Just Price Incentives to Decrease Personal Carbon Footprints
Oskari Sivula
https://urn.fi/URN:NBN:fi-fe2021042821181
Tiivistelmä
This article examines taxation as a way to guide individuals to decrease their
carbon footprints and what justice requires from us when designing such taxes. This
article suggests that from the perspective of local distributive justice if taxes are used to
guide people to behavioural changes the taxes should be sensitive to people’s ability to
pay. This is because flat taxes tend to hit the less well-off harder than the prosperous.
Furthermore, according to the “ability to pay” principle when people are bound to
contribute to a common project we should not make those who are already worst-off
more worse off. Following this, three further arguments are considered for why taxes
aimed to diminish personal emissions should be sensitive to people’s ability to pay.

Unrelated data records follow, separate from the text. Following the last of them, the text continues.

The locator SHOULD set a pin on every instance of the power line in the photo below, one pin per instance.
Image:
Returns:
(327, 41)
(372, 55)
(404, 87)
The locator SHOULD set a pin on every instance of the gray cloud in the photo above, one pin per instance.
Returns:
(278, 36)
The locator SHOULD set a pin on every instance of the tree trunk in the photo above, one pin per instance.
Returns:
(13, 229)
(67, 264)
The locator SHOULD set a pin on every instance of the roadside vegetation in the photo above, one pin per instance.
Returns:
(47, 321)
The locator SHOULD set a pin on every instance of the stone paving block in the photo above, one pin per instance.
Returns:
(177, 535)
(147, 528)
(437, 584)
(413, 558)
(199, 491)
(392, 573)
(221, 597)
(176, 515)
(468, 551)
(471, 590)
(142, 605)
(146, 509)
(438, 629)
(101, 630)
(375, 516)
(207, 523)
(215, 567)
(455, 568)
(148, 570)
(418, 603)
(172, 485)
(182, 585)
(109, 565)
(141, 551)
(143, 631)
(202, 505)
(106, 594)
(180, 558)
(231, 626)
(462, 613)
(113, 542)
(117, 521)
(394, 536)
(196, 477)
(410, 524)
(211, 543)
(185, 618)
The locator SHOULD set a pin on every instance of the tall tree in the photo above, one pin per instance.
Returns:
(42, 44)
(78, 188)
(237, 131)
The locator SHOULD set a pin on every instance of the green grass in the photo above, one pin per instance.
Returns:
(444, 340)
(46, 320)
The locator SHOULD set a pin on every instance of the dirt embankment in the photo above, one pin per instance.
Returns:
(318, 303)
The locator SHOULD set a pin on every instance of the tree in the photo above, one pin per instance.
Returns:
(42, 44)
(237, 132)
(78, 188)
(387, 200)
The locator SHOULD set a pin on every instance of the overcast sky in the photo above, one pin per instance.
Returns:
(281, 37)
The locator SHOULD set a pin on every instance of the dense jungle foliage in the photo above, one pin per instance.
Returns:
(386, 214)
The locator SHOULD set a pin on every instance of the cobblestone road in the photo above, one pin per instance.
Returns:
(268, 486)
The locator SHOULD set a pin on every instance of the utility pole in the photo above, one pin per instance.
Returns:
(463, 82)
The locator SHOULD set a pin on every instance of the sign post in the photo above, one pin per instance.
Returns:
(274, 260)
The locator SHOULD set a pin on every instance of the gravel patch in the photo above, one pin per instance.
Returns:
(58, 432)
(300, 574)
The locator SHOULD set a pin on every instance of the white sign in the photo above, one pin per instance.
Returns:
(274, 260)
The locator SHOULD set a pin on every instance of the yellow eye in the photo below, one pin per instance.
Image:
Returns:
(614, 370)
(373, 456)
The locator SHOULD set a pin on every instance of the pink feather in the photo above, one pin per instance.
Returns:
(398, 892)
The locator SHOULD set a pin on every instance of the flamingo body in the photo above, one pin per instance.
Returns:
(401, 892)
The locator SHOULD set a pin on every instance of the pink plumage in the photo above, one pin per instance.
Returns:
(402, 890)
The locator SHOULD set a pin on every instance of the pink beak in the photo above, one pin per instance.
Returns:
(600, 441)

First, in the case of flat carbon taxes, the burdens are not distributed equally because the
relevant burden in question is not the price paid but the act or effort of changing
behaviour. Second, a carbon tax that directs all to emission reductions is more effective
in achieving these reductions precisely because it directs all and not just certain income
groups to mitigate personal emissions. Finally, it is argued that reflecting external costs
and discouraging consumption are different things. Further on, because of the nature of
climate change, a carbon tax should be designed to discourage consumption and not
merely to reflect external costs. A carbon tax that is sensitive to different abilities to pay
is better in achieving this than a flat carbon tax.